Loyalty programs have been around for a long time. I remember the old S&H Green Stamp days when folks would paste their little green stamps (which they go from buying stuff) in a book which could then be redeemed for more merchandise available from the catalog. In case you are interested, you can still redeem these in the new version of this old program at GreenPoints.com.
Any loyalty program is designed to keep you coming back for more – to help you want to spend money in their store, on their merchandise. Credit card rewards programs are no different. The rewards encourage you to charge things on their card. The hope is that you will not pay off the balance and will have to pay interest on that balance. It’s probably working!
Many people today seem to prefer paying by credit card. Many of them have unpaid balances.
An August 2013 issue of Daily Finance, in an article entitled Credit Card Debt Falling But Still Very High reported:
“According to data from the Federal Reserve, as of July 2013, the average indebted household in the U.S. carries credit card debt of $15,325, although that figure is somewhat skewed by a small number of extraordinarily debt-stricken families and couples.”

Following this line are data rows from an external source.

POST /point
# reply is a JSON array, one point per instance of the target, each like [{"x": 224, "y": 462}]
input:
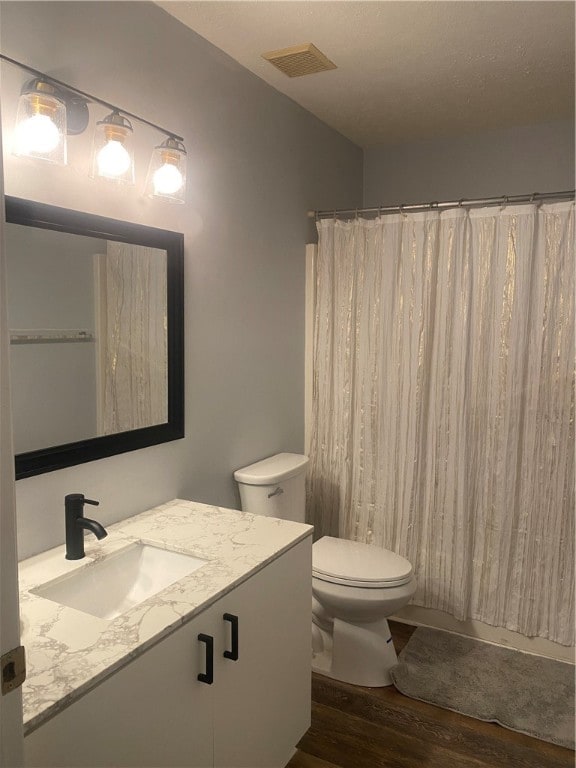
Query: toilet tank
[{"x": 275, "y": 487}]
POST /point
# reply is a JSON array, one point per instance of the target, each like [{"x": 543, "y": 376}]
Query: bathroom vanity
[{"x": 213, "y": 670}]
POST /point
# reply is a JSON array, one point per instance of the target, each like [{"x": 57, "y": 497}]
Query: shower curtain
[
  {"x": 132, "y": 338},
  {"x": 443, "y": 405}
]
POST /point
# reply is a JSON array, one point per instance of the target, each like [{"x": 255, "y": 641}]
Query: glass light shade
[
  {"x": 112, "y": 155},
  {"x": 41, "y": 124},
  {"x": 167, "y": 172}
]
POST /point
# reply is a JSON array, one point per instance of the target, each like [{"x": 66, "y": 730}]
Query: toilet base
[{"x": 360, "y": 654}]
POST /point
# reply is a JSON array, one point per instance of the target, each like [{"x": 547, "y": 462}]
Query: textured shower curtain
[
  {"x": 132, "y": 338},
  {"x": 443, "y": 405}
]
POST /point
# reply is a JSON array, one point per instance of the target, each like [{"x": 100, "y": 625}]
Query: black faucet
[{"x": 76, "y": 523}]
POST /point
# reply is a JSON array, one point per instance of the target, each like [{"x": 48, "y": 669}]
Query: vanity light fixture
[
  {"x": 112, "y": 156},
  {"x": 41, "y": 123},
  {"x": 50, "y": 109},
  {"x": 167, "y": 171}
]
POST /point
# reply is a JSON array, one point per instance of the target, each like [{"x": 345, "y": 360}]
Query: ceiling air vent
[{"x": 299, "y": 60}]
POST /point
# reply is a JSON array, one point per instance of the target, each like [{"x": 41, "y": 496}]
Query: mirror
[{"x": 95, "y": 310}]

Unless you are one of the few that pay off their balance in full each and every time, does it really make sense to carry a card to get loyalty rewards? We have always, every time, for 40 years, paid off the balance each period and avoided interest. To me, credit card reward programs are very similar to coupon clipping. I think they are a pain. I undersand the incentive, but don’t think it is worthwhile for us. Sure, I have heard the stories. My own sister-in-law paid for travel to Hawaii by charging her son’s college tuition (this option, by the way, is no longer available with her card company). I just won’t waste the time it takes to manage the rewards.
We don’t bother with credit card rewards programs. Here is why.
We prefer not to use credit.
If we can’t afford something, I’d rather not buy it. I hate getting a bill for something I ate, digested and eliminated a month ago! Oh, we do use credit – for travel, for online purchases and when we don’t want to write a check or use cash, but we do it sparingly. We are pay as you go type people.
It’s a pain to track the programs.
Card companies are always changing the rules – on how many points you get for each dollar charged as well as the things for which you can redeem them. Your points can expire on you, the card company can take them away from you if you stop using their card or cancel it, and if you pay late, your charged dollars may not count towards rewards.
It’s a pain to use the points.
When I worked for TWA, and traveled a lot on business, I signed up for every airline and hotel rewards card available. I never accumulated enough points to get free flights on other airlines, didn’t want to abide by the ‘blackout’ rules and besides, I already had free flight (standby) privileges – why bother? I did get to use Marriott points once, for the equivalent of two nights stay, off season – after saving them up for 4 years.
We prefer to pick our credit based on factors other than rewards.
We like to look at little things like annual fees; potential interest rate charges should we ever (for some weird reason – such as not getting a statement, which has happened to us) miss making a payment; and the perceived reputation of the company behind the card. Just because a card offers a reward, even a nice one, doesn’t necessarily make it a good deal – especially for us.
PS, we don’t do coupons either.
Readers, I know most of you probably do use credit card rewards. Are there any among you that share my view?